- 185 Lancaster St, Portland, Maine United States

Information
- Type: High school
- Established: August 2013
- Director: Anna Marie Klein-Christie
- Principals: Cicy Po & Paul Santamore
- Grades: 9–12
- Enrollment: 416 Students
- Website: baxter-academy.org

= Baxter Academy for Technology and Science =

High school in the United States

Baxter Academy for Technology and Science is a public charter school serving grades 9–12 located in Portland, Maine. Established in 2013, it is Maine's third charter school. The school is in an urban setting and specializes in STEM (science, technology, engineering, and mathematics) curriculum. Its first senior class graduated in June 2016.

Baxter Academy is a college-preparatory high school, promoting student ownership of learning through curriculum focused specifically on science, technology, engineering and math (STEM). Baxter Academy students study complex, real-world problems, using and building technological tools in a collaborative environment with scientists, engineers and other professionals.

Baxter Academy's student and faculty bodies travel from nearly 60 towns across Southern, Central, and Western Maine to access school each day. A local bus company runs five express school bus routes to serve students with longer commutes. The Greater Portland Metro Bus system is another common way for Baxter students to access both the school itself and Downtown Portland as a whole.

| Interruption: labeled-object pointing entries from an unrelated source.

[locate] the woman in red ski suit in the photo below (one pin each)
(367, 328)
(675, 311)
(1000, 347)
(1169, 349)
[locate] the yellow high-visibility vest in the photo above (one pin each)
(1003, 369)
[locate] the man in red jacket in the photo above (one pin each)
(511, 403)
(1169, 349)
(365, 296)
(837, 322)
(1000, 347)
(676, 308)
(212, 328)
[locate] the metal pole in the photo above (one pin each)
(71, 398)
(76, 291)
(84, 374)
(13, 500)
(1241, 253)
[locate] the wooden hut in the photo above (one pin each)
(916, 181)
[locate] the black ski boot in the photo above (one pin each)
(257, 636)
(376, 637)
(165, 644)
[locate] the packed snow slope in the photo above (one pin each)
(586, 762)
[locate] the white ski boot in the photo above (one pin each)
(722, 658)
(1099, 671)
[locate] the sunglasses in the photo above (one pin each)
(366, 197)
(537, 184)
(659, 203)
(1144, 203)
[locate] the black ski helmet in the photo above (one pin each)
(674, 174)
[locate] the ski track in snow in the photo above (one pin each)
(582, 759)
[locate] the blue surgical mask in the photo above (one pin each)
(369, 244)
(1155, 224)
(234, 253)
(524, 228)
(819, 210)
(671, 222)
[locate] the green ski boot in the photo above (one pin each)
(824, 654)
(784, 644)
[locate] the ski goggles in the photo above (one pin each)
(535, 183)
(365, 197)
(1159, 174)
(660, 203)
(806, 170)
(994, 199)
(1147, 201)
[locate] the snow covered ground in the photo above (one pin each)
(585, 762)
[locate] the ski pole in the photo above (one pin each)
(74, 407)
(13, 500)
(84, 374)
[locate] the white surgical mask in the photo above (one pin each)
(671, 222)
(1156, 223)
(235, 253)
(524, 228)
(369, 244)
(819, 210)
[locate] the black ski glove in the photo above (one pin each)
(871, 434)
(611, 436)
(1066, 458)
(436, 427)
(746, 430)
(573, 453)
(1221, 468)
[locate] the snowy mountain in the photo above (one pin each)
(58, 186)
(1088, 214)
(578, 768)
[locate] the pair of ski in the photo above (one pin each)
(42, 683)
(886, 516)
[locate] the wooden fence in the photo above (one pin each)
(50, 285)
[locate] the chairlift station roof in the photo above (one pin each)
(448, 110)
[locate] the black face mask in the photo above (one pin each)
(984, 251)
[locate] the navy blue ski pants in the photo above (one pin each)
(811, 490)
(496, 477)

The school also showcases its uniqueness by allowing more individual freedom and self guidance to help students prepare for the real world. One major way this is achieved is by allowing students to go off campus during lunch and become participating members of Portland's economy by shopping and dining during this time. The school also has a unique program known as "Flex Friday", where students or groups of students can organize a long-term project (1–4 years) that relates to their interests and goals while also containing educational value. The Projects are worked on every Friday, all day, when school is in session. Popular projects include software development, robotics, and internships.

On March 13, 2020, the school closed its doors amid COVID-19 concerns and increased logistical tension, and switched to a remote learning model. This model was followed throughout the entirety of the 2020–2021 school year, even as many other schools in the area began to reopen and new administrators were appointed. On August 1, 2021, an E-mail was sent to students and staff confirming that the school would return to in-person instruction by September 2021, but with additional COVID-19 Prevention methods in order to ensure campus safety. Fully in-person graduation ceremonies took place for the classes of 2022 and 2023.

Under the leadership of Executive Director Anna Klein-Christie, Baxter Academy has leaned into its vision of preparing students for the "real world" through extensive internships and collaboration with local industry, nonprofits, and government. It leads in academic testing across all subject areas, maintains a nearly 100% graduation rate, and celebrates over 90% college acceptance rate.